Firstly, as soon as the UK leaves the EU Customs Union, trade will be subject to tariffs. This is not, as some Brexiteers have argued, a choice. WTO rules require that a minimum tariff is applied unless there is a Free Trade Agreement in place. For agricultural goods, the tariffs are a staggering 22.3%. This is important, because the UK still consumes far more than it produces. Our deficit in food trade with the EU, for example, is currently €23.3bn.

Secondly, even beyond the tariffs, there will be increased transaction costs on imports. At present, food and drink products are traded across borders with no forms or checks. Once we leave the EU, products will have to go through customs checks. These checks require payment. This is especially worrying for food manufacturers with highly integrated supply chains, sourcing raw materials in one member state, processing them in another, and then selling them in the UK. Irish meat, for instance, will face now have to face costly Animal Health Certificates at each crossing into the UK. The delays and costs caused by these checks will impact on quality, cost and delivery time for grocery sellers.
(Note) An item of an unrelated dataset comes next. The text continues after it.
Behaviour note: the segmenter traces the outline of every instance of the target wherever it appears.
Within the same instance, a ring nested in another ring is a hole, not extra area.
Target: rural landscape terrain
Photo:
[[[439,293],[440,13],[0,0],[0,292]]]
Thirdly, the fall in the value of the pound is driving up costs for manufacturers, and in turn for those who sell food. Businesses – and especially small and medium sized businesses – have already experienced 20% price increases in imported raw materials since the referendum, with further increases expected.

If May fails to secure what is looking like mission impossible, then most, if not all, food and drinks manufacturers and sellers will see substantial cost increases. In some cases, these cost increases will be fatal for the business. This issue alone shows the vital need for the Government to be held to account over its Brexit negotiations.